Ganapathy Ashwin, Wan Xiu-Feng, Wan Jinrong, Thelen Jay, Emerich David W, Stacey Gary, Xu Dong
Dept. of Comput. Sci., Missouri Univ., Columbia, MO, USA.
Conf Proc IEEE Eng Med Biol Soc. 2004;2004:3051-4. doi: 10.1109/IEMBS.2004.1403863.

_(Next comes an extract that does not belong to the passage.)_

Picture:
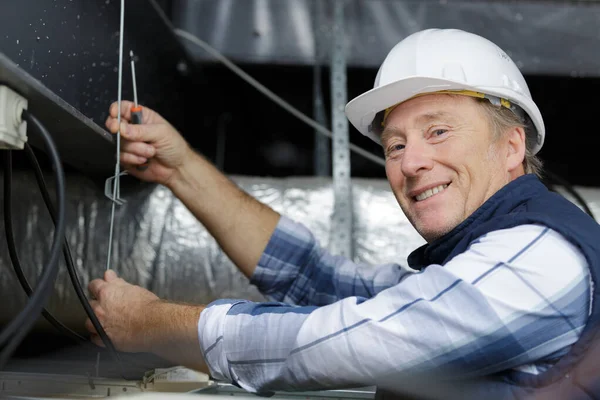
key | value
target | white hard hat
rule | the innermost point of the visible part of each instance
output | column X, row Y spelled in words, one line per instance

We derive and validate a novel statistical model for confidence assessment of protein identification results using peptide mass fingerprint data. We simulate the digestion of the proteins and compare each peptide mass with the input mass. We compute scores from this matching of peptide and compute the distribution of scores for all the proteins in the database. Based on the distribution, we can provide the expectation value for a protein match in the database. We conclude that, given the complexity and noise of the data, the best method for effective confidence matching is using one scoring scheme for matching and another scoring scheme for confidence assessment.
我们推导并验证了一种使用肽质量指纹数据对蛋白质鉴定结果进行置信度评估的新型统计模型。我们模拟蛋白质的消化过程,并将每个肽质量与输入质量进行比较。我们根据肽的这种匹配计算得分,并计算数据库中所有蛋白质得分的分布。基于该分布,我们可以提供数据库中蛋白质匹配的期望值。我们得出结论,鉴于数据的复杂性和噪声,进行有效置信度匹配的最佳方法是使用一种评分方案进行匹配,另一种评分方案进行置信度评估。